9. The method (600) as claimed in claim 1, wherein the detection module (116) and the network merge module (122) configured to:
identify and exclude corresponding radios with packet loss from weak links to prevent inclusion in the backbone network; and
adapt to link failures caused by factors pertaining to mobility, channel conditions, battery drainage, or other relevant conditions.

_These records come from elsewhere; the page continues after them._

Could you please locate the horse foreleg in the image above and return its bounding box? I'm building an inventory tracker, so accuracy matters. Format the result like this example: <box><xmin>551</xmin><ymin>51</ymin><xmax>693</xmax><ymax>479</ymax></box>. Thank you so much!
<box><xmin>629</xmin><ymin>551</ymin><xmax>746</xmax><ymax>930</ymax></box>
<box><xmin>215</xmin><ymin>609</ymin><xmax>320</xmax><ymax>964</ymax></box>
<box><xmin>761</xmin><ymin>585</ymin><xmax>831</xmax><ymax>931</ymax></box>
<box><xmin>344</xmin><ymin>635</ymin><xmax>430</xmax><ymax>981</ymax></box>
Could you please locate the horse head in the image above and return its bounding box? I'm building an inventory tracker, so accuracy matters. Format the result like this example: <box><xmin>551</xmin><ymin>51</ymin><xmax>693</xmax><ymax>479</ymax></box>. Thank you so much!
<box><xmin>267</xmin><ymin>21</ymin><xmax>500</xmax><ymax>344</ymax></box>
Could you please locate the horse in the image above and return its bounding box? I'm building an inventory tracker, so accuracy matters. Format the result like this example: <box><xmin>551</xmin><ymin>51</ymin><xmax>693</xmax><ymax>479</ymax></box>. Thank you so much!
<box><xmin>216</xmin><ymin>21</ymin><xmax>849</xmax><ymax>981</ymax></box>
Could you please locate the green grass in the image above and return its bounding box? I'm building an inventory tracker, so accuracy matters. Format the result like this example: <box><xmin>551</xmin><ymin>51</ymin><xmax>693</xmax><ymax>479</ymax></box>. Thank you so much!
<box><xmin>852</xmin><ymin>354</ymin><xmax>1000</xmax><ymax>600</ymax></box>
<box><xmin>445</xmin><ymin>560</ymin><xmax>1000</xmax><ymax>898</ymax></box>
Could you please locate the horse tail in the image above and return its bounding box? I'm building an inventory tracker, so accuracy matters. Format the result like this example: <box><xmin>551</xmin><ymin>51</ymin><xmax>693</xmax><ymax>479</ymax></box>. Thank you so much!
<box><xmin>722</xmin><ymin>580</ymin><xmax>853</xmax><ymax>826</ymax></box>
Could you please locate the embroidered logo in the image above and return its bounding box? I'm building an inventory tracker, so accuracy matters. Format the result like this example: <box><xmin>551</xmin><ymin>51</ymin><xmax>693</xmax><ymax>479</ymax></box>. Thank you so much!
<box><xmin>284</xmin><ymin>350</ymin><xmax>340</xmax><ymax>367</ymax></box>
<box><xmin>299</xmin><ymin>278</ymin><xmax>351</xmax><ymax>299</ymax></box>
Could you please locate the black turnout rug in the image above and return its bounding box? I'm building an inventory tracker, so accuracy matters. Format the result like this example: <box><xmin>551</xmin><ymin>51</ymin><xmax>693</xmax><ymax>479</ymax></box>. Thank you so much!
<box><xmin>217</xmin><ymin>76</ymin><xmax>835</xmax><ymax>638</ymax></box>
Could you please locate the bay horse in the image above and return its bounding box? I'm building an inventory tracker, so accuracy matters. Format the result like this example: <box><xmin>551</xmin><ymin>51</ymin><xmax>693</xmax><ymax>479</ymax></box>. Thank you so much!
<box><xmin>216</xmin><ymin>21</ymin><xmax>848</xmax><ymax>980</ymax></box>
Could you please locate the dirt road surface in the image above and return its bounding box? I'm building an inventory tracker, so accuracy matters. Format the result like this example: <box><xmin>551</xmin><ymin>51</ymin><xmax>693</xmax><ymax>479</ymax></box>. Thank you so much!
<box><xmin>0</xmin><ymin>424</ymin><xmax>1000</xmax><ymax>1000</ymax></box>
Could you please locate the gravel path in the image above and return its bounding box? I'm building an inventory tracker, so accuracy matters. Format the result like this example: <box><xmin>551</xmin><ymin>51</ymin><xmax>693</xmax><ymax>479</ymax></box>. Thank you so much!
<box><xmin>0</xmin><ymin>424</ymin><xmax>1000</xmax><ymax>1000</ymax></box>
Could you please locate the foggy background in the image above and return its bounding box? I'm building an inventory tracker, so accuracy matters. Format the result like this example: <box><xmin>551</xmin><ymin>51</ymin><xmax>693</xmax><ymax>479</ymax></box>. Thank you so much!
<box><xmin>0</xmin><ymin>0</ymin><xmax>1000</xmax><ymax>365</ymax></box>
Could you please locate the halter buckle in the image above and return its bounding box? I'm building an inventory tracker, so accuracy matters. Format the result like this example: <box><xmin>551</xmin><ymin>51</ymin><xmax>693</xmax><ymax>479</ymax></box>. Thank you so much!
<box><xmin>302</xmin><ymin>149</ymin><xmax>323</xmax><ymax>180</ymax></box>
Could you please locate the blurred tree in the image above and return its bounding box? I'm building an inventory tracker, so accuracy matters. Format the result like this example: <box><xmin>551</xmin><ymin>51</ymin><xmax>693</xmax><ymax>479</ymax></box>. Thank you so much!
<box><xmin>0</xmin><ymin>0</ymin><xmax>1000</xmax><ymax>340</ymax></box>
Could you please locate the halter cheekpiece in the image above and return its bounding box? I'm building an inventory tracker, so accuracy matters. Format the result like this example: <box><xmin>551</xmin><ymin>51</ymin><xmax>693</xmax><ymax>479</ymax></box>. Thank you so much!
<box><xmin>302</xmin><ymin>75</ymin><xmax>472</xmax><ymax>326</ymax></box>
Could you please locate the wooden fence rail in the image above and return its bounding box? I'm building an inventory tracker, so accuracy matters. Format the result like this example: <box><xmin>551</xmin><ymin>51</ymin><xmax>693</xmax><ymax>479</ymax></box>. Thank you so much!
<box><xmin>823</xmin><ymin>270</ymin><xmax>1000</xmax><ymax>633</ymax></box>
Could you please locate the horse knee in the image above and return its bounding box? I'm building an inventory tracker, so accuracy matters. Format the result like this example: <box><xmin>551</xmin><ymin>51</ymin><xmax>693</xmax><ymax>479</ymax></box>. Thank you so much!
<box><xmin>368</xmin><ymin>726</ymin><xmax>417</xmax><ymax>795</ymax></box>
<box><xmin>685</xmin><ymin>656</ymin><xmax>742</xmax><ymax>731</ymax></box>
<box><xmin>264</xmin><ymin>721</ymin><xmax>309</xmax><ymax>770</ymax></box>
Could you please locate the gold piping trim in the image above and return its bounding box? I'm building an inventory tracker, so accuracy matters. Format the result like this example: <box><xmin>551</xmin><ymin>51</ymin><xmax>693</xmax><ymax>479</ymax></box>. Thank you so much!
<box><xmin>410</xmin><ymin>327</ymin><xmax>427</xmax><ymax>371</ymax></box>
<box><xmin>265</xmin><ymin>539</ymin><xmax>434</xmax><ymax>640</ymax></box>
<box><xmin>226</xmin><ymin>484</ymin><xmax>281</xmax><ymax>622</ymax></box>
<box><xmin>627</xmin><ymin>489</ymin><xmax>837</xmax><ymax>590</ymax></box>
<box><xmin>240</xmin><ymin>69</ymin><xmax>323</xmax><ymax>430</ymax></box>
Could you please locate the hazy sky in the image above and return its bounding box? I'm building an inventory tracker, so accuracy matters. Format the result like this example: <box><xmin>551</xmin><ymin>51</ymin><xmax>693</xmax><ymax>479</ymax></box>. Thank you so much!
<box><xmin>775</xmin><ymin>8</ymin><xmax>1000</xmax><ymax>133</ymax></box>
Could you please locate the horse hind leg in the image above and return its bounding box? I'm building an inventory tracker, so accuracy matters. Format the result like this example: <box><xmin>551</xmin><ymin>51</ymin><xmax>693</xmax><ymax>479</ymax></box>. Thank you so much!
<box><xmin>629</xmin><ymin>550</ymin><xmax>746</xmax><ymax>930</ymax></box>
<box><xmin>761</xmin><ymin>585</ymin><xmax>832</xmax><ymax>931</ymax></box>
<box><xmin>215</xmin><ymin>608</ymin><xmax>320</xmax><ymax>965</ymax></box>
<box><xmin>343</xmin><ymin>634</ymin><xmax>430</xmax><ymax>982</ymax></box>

10. A system(102) for robust network recovery in a Time Division Multiple Access (TDMA) based Mobile Adhoc Network (MANET), wherein the system (102) comprises a plurality of radios, and wherein each radio comprises:
one or more processors (104);
a memory (106) operatively coupled with the one or more processors (104), wherein the memory (106) comprises one or more instructions which, when executed, cause the one or more processors (104) to:
select backbone radios for connecting a plurality of radios in a network to transmit information to the plurality of radios using a selection module;
enable the plurality of radios to mark the existence of the plurality of radios in the network based on the periodic transmission of AIP by an arbitrator using a detection module (116);
handle the recovery of a separated single radio by selecting a forwarder to send a miss request of the AIP to the arbitrator through the forwarder using a single radio network recovery module (118);
handle recovery in the event of the plurality of radios losing connection with the network, the multi radio network recovery module (120) comprising a fast recovery sub-module and a slow recovery sub-module differentiated by respective recovery start times using a multi radio network recovery module (120); and
merge two networks with distinct network IDs when the corresponding networks comes in close proximity and fall within the listening range using a network merge module (122),thereby collectively facilitating automatic recovery and maintenance of the network in the event of any radio failure.